Sally: But not all of those thousands of genetic alterations are to do with insulin sensing - that would make Inês's job far too easy! These variations can crop up in a huge number of different processes around the body, from controlling how much insulin your beta cells produce, to seemingly unrelated processes like how much of an appetite you have.

Inês: Then you're going to have other people who have DNA variants, where actually what they have is a very strong risk of becoming obese despite having maybe a normal diet with sometimes, okay, they have a few burgers, but nothing excessive. And they still have this huge susceptibility to just become obese and accumulate weight, right? So there are different, we call it, disease trajectories where you can end up at the same endpoint, which is to have diabetes, but the path you take to develop diabetes can be very different.

Sally: There are many diseases where multiple genetic factors are involved, such as heart diseases and some cancers. And all of these bring up the same question: how can we account for all these minute variations in a way that is manageable and helpful for doctors and patients?

Sally: Rather than having to grapple with hundreds or even thousands of these small changes, scientists have come up with a way of combining them all into a single number for each person.
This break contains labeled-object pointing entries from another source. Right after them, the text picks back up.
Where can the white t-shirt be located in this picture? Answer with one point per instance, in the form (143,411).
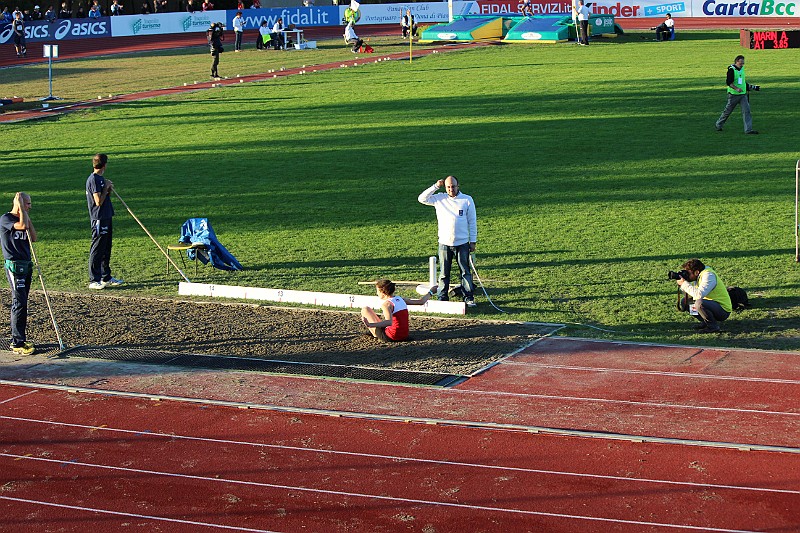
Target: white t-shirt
(458,223)
(238,23)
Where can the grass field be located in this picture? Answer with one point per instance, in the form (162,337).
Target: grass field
(594,170)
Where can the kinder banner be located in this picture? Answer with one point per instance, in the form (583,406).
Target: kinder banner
(160,23)
(299,16)
(60,30)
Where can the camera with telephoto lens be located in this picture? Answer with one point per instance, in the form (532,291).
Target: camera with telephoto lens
(683,274)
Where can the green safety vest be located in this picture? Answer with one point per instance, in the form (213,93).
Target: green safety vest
(738,81)
(719,293)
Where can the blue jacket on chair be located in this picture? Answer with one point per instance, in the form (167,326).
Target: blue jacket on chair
(198,230)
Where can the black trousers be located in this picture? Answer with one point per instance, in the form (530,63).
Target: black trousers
(214,65)
(20,288)
(584,37)
(710,312)
(100,251)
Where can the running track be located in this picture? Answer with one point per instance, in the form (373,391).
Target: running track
(501,452)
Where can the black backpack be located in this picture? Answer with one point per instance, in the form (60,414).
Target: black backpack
(739,298)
This is called a "polygenic risk score".

Inês: Polygenic risk score is taking those DNA variants , so for all of them, we can calculate what's the small proportion of increased risk you have from having that DNA variant.

Inês: So you use information from, sometimes it's 10, sometimes it's hundreds, other times it's thousands of DNA positions in the genome, and you try to use that information to position people from the very low risk up to the very high risk of, in this case, developing type 2 diabetes but you could think about it for developing certain types of cancer, cardiovascular disease, so on and so forth.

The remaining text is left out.